Si tratta di un lavoro che genera contesto. L’oggetto installato viene talvolta preso, talvolta riprodotto, e ragionato insieme agli oggetti a lui vicini. Quindi viene preso e riprodotto anche il contesto che dovrebbe generare significato all’oggetto-segno. Il segno si trasforma da immagine in parole, ne assume lo stesso funzionamento. Sono parole che non sono soltanto veicolo di significato, referente di significanza, ma sono esse stesse forme e sostanza significanti. Non intendo dire che il segno viene detto o raccontato, ma che ogni segno in una esposizione di Camilla Gurgone funziona nella stessa maniera in cui funzionano le parole: fa da contenitore contestuale, genera significato senza soltanto simbolizzare, bensì rimanendo presente ed evanescente nel suo essere stato detto. Quello che si sviluppa è, a sua volta, un nuovo mondo di segni e simboli, generati appunto dal nuovo contesto che somiglia soltanto al precedente. Sono strade possibili che saturano ogni possibilità narrativa investendola di ambiguità, universi iper-testuali che somigliano al mondo-referente, ma che in realtà ne sono una trasposizione, una riproposizione non solo dei caratteri etici/estetici quanto delle possibilità generanti. Parliamo di cose quotidiane in esempi pratici: azioni possibili, azioni quotidiane, lavorare, andare a lavorare, emettere scontrini, raccogliere, accumulare, crearsi hobby, le situazioni della vita, tutto è passibile di analisi, tutto potrebbe passare sotto il setaccio di Camilla Gurgone, alla ricerca della pietra d’oro. Tolta la sabbia dal setaccio, tuttavia, rimangono infinite possibilità: acqua che è acqua e acqua che è scultura dell’acqua, tubi che sono subi e tubi che non lo sono, video e funzioni d’uso che sono se stessi e altri che non lo sono. Infine si tratta di tracce di comunicazione: parole appunto, bigliettini, nomi, chiamate, cifre, acquisti, e, dopo la fine, memorie: ricordi di passeggiate, abitudini familiari. Il reale concreto è pennello e al contempo colore, immagine riflessa e al contempo trompe-l’oeil, dipinto e specchio. Maya non saprebbe cosa togliere poiché niente è reale e tutto è lecito, e tutto è verosimigliante. La statura noumenica si confonde con quella fenomenica. L’oggetto è somigliante o identico a se stesso. Si ottiene una crasi: è deprivato di ogni sua funzione, ricostruito, ripensato, ma al contempo tenuto nel verosimil-contesto sociale della sua enunciazione.

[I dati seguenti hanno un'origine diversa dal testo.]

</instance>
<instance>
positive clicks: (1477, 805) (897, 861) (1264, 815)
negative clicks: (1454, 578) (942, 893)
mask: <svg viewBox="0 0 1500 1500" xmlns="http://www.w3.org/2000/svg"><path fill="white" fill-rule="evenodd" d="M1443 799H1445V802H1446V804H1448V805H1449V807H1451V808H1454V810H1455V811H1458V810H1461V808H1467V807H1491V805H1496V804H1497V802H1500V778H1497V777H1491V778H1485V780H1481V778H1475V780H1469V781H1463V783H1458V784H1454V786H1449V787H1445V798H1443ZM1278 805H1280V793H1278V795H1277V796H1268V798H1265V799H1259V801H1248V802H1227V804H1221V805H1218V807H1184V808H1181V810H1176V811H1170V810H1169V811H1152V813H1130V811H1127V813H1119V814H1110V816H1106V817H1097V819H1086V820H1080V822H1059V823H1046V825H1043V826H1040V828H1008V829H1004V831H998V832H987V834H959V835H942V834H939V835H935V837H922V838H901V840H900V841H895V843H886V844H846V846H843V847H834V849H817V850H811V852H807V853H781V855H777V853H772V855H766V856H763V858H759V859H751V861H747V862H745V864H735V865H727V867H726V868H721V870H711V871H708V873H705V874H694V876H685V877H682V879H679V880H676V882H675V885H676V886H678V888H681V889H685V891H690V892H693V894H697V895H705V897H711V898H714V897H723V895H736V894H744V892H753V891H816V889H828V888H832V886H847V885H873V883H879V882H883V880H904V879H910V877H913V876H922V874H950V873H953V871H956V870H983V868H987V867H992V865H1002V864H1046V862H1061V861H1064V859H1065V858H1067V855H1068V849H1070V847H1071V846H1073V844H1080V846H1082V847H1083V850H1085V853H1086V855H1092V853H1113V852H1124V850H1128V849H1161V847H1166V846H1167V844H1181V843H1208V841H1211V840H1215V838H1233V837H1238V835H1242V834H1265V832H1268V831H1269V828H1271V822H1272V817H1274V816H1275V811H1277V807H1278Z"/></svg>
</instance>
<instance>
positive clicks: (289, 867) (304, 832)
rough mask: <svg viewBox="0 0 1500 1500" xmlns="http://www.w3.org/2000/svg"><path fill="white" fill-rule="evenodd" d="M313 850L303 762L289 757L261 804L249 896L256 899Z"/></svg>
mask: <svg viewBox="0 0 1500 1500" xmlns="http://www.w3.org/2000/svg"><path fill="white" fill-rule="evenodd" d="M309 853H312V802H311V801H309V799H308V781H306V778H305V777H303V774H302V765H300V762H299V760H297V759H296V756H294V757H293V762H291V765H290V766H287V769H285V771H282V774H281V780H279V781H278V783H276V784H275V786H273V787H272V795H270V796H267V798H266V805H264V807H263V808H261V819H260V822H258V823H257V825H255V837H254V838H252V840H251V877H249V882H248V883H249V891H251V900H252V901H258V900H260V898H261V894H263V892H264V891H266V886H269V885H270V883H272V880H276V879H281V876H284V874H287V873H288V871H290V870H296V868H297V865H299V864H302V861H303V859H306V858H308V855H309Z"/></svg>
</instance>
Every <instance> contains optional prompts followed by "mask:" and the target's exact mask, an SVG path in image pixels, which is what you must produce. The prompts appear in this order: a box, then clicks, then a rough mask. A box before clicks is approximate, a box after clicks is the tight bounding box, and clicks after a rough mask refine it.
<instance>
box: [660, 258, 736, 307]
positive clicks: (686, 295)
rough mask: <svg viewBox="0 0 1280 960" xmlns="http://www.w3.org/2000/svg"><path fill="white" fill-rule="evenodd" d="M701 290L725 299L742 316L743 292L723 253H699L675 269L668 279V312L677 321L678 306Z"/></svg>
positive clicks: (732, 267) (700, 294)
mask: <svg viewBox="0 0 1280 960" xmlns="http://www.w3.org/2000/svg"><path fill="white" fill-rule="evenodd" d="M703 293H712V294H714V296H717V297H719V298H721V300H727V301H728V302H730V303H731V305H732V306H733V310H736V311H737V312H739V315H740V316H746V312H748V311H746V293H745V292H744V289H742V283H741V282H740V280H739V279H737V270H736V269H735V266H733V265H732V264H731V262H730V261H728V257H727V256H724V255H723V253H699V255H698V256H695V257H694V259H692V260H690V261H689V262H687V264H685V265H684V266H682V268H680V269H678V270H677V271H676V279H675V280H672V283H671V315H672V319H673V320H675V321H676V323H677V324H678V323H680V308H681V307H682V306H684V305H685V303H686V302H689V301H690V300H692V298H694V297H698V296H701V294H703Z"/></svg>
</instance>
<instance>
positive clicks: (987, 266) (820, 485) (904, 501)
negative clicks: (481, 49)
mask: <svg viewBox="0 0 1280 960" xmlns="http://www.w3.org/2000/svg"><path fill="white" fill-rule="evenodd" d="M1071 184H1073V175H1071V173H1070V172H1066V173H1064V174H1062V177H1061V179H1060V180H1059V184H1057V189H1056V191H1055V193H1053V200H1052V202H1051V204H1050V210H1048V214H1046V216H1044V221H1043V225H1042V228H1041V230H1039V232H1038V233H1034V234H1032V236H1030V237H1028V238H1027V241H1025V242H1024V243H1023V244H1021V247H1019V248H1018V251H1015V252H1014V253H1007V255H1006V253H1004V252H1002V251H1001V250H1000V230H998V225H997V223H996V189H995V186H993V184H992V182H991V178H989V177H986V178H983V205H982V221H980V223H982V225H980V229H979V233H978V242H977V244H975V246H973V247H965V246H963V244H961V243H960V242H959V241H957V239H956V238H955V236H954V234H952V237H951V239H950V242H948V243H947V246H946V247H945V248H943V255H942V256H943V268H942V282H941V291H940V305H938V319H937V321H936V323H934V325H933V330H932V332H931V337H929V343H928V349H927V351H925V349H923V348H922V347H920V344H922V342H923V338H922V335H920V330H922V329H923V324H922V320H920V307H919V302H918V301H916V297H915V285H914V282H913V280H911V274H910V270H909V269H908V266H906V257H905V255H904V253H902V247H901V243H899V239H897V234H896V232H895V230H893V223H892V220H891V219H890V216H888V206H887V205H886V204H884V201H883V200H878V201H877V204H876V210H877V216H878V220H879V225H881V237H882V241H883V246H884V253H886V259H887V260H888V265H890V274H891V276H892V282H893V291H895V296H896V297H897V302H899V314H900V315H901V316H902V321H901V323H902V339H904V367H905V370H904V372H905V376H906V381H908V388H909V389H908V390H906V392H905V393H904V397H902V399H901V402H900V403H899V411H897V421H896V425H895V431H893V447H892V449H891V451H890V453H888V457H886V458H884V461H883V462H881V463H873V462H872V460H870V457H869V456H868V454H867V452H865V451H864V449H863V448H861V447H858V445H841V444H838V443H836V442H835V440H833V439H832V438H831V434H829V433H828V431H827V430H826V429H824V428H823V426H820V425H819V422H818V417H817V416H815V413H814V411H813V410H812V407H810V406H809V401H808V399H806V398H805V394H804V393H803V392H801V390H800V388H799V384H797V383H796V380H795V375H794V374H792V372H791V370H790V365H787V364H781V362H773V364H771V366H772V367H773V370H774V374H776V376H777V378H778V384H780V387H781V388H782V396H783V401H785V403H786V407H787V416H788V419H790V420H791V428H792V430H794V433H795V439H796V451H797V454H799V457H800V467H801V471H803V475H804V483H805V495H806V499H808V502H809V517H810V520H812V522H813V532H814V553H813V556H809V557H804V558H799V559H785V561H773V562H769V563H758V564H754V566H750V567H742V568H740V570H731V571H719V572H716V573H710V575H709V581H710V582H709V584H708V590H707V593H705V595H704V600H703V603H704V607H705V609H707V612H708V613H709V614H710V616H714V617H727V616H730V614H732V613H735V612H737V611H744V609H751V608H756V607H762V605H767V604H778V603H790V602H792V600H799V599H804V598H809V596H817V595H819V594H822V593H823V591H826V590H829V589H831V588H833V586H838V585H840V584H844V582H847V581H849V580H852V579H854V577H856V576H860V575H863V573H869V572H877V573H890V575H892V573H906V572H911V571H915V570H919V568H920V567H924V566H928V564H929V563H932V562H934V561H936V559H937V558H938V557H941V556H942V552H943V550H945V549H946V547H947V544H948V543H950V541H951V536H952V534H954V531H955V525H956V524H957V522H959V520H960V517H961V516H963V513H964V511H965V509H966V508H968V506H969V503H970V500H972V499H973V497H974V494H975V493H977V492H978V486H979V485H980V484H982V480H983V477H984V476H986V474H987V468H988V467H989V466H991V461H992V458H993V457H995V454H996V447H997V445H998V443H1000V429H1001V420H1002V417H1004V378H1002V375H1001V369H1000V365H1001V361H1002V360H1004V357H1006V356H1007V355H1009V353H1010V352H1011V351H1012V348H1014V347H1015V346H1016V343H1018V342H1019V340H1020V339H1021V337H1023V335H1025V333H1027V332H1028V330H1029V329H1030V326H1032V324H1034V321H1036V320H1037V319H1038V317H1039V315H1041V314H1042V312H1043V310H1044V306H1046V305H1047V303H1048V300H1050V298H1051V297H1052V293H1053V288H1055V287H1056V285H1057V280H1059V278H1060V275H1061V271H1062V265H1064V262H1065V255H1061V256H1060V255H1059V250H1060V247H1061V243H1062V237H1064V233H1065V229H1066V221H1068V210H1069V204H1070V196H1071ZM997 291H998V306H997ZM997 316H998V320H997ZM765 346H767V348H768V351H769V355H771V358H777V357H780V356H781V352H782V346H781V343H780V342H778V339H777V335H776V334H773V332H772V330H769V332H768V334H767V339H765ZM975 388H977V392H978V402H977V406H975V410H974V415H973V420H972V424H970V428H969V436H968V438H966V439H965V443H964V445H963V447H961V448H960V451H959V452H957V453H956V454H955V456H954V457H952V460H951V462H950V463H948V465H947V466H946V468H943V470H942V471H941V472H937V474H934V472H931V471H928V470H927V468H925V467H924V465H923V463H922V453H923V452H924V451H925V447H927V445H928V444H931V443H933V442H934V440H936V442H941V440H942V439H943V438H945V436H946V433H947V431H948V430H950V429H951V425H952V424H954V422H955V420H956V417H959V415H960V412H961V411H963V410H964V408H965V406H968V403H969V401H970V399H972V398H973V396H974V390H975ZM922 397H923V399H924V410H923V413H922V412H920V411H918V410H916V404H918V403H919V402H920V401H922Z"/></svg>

Per intenderci Camilla stessa non è più lei, è un idraulico, macellaio, gelataio, una bambina, uno studente, e al contempo è lei, durante e insieme. Proprio come le parole sono le parole dette. Con ogni evidenza sono loro, eppure si adattano modificandosi nel senso, si tolgono senza colpo ferire e col gesto dello zoom aprono focus. Una volta enunciate le parole ritornano contenitori capienti, se necessario generano il contesto stesso, lo colorano, lo riempiono e lo saturano. Per chiudere la partita lo avvolgono nella loro assenza silenziosa o nel loro caotico intercedere, brusio, materia magmatica che si sposta e si forma come acqua, come lava. Acqua o fuoco da toccare e a cui non prestare troppa importanza, perché sono solo enunciati. Vita che si accompagna alla vita come percorso che procede nel percorso. Possibilità recondite.
In questo modo è possibile fruire di micromondi che sono scenari ma non sceneggiature, sono quinte, ma non di teatro, sono opera pittorica ma non quadro, scultura ma non monumento. Mondi possibili che vanno visitati in sogno e in esposizione; che parlano e raccontano dei mondi referenti come le parole parlano di qualcosa di accaduto. Meglio: di accadibile.